'PEACH' - preserving East African co-operative heritage (EAP402)

Aims and objectives

This pilot project is designed primarily to identify significant endangered co-operative materials in Tanzania and investigate the potential for relocating them to a safer environment in order to prevent their loss and deterioration and to preserve the heritage.

Co-operatives have played a central role in all East African countries in both pre- and post-colonial times, yet their history and signficance has been largely overlooked by researchers. The absence of any systematic preservation of archival materials relating to co-operatives has undoubtedly played a major role in this.

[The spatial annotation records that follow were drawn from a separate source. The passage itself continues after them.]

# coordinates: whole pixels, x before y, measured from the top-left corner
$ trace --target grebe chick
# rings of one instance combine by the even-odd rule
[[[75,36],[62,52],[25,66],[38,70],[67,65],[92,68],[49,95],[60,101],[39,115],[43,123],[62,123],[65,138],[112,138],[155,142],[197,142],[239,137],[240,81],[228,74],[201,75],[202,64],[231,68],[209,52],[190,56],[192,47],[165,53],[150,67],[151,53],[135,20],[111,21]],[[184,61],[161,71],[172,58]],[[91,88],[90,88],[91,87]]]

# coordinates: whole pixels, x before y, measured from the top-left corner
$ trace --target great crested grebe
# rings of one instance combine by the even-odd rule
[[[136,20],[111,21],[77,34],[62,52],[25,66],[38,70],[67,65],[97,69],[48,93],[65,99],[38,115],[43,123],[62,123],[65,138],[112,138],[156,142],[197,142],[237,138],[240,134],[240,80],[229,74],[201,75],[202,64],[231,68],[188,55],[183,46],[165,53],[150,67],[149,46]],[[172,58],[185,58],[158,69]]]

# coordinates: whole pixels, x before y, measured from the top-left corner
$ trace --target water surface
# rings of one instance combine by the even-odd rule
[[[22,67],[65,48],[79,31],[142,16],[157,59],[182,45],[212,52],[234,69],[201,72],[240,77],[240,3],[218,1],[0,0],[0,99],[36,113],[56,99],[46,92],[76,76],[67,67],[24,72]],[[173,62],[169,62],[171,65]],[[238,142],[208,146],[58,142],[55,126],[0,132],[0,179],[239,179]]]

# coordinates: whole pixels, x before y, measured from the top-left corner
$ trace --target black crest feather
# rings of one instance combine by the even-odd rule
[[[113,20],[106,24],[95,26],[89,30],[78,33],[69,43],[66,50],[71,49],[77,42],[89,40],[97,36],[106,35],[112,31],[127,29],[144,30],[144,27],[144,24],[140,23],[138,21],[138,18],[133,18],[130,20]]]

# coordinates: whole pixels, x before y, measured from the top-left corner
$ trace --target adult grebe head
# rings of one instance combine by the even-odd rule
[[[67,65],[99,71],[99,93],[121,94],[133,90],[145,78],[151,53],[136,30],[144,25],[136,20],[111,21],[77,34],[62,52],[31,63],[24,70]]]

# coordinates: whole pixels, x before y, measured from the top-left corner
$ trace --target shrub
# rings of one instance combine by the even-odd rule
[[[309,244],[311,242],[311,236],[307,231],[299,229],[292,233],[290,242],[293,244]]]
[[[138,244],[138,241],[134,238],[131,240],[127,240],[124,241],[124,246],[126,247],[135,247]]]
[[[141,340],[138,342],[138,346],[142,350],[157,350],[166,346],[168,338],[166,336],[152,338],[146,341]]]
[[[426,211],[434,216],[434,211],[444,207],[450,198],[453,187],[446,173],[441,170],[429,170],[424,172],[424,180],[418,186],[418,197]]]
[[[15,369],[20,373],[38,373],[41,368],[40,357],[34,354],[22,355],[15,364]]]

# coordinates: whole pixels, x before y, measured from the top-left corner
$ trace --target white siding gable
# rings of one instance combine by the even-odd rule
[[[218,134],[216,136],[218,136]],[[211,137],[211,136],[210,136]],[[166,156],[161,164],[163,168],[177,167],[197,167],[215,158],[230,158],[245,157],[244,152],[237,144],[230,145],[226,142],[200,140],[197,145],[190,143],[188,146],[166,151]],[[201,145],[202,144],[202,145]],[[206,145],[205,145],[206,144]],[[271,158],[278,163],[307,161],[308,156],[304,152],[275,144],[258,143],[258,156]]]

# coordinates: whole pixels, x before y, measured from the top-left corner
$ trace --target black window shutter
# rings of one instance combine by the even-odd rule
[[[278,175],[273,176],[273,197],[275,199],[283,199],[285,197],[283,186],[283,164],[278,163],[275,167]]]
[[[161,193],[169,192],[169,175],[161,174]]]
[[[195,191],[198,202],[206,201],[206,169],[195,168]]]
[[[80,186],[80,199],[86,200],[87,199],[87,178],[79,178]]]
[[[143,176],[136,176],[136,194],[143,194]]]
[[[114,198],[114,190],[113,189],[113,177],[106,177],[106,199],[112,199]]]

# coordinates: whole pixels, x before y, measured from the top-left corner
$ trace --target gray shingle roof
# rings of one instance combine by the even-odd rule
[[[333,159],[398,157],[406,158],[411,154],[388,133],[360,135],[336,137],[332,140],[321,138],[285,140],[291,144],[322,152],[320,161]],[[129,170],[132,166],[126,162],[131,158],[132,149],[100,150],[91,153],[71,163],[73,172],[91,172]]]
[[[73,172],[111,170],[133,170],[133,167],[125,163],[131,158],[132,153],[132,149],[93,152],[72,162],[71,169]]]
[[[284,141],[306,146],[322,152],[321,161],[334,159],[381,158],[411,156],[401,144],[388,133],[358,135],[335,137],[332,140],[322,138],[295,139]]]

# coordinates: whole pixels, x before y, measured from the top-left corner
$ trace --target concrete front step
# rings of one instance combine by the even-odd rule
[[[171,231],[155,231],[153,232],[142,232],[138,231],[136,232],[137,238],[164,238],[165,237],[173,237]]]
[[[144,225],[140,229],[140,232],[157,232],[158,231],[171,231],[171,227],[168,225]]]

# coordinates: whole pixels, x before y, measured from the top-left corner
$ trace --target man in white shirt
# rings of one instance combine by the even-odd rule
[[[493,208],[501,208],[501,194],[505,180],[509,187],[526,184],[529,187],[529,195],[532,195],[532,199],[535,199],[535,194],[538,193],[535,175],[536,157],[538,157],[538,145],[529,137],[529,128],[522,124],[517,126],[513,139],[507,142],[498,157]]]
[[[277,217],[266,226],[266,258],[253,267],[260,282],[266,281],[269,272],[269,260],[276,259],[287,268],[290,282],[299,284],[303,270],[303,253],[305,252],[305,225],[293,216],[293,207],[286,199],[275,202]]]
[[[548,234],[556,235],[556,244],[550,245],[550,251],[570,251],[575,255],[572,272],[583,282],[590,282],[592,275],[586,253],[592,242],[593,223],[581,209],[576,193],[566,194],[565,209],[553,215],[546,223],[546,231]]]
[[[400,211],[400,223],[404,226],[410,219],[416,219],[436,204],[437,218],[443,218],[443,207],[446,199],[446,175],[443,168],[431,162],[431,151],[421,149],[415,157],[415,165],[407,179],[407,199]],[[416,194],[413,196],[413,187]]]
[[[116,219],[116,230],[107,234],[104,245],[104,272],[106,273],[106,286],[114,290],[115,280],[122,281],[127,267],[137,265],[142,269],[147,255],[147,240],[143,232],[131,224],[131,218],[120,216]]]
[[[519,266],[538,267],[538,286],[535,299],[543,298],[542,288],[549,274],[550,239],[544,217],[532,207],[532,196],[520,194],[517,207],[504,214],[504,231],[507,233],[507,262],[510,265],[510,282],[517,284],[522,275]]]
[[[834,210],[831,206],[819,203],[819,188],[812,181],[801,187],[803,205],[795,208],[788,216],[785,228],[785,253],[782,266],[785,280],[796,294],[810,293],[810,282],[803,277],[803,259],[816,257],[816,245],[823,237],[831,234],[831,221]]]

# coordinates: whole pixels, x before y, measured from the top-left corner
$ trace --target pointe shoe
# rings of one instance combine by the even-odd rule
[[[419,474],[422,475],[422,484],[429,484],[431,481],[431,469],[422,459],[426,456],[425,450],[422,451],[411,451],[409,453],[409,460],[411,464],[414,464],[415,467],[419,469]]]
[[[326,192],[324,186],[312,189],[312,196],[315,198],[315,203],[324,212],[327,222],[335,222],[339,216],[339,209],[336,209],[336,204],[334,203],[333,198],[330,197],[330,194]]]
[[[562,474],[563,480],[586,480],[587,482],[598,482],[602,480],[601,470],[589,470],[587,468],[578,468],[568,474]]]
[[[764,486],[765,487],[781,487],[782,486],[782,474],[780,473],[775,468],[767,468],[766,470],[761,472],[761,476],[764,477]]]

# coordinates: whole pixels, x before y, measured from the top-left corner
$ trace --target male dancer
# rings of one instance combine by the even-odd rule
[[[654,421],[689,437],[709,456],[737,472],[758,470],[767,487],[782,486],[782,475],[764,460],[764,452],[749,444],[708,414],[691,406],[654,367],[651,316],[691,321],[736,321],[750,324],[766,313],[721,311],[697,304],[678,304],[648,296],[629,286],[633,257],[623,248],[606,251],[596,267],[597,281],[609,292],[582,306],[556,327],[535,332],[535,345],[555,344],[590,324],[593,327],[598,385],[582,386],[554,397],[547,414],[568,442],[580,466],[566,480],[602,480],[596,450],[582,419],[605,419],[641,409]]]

Co-operatives today are undergoing a revival across the region and are playing a great role again in economic and social life. Currently there are gaps in knowledge, as the subject is data-deficient and there is little scientific research, as accessibility to materials is patchy. However there is a growing interest in co-operatives and recognition of the need for more research. Moshi University College of Co-operative and Business Studies (MUCCoBS), for example, now has over 2,500 students and is seeking full university status. Other Co-operative Colleges exist in neighbouring countries and also have growing numbers of students and staff.

Significant material has already been lost through lack of care, or knowledge of the importance in documenting a crucial stage in the history of the region’s co-operative development. The pilot project will identify records of early co-operatives in Tanzania and those related to commodities such as tea, cotton, groundnuts, as well as credit unions. It will also undertake fieldwork to identify further materials within the field and government departments and sample documents will be digitised.

This pilot project will mark a significant milestone in the collaboration between the UK and East Africa in identifying the role of the co-operative sector in East African development.


A skills audit was carried out with the management team at MUCCoBS, which helped to identify the content and approaches for the proposed stakeholder workshop and seminar. It was also useful for underpinning future training and support needs.

All field visits to co-operative organisations in the region were carried out jointly by UK College and MUCCoBS staff. In each meeting, information on the project was presented including the importance of preserving materials relating to co operative history. The representatives from all the unions visited in the field were very supportive of the project and would be willing partners in any future major digitisation project.

MUCCoBS also organised a Co-operative History Day at the College, the first of its kind. It was very successful, with 90 Farmers belonging to 34 primary coffee-marketing co-operatives from the Kilimanjaro region of Tanzania attending the event, indicating widespread interest and support for the programme.

The archives were identified all over the country and a survey was carried out in each location of the records and notes were made on their storage environment, format, and preservation needs.

Most unions kept records for recent and current activity in the offices. However, older records tended to be placed in unsuitable storage rooms in no obvious order. No system was apparent for selecting what records needed to be kept when they were no longer used in the daily running of the union. The storage rooms were often dusty, mouldy, had high temperature and relative humidity readings, and there was evidence of insects and other pests including rats and in one union, snakes. Generally the records were not protected; some were in box files, but often they were in coffee jute bags or loose.

The field visits revealed the existence of a large amount of previously unidentified sources of materials. In addition, there were many more co-operative unions, regional offices and hundreds of primary societies that remained outside the scope of this pilot study.

Further opportunities to access archival material have also been identified in the neighbouring countries of Kenya and Uganda, both with rich co-operative histories where the UKCC has already established partnerships.

MUCCoBS is planning to build an archive repository - this project has helped to identify the skills and knowledge gap in Tanzania. A seminar and a training workshop was held at MUCCOBS. This presented the survey results and provided guidelines to assist in the development of a new co-operative repository.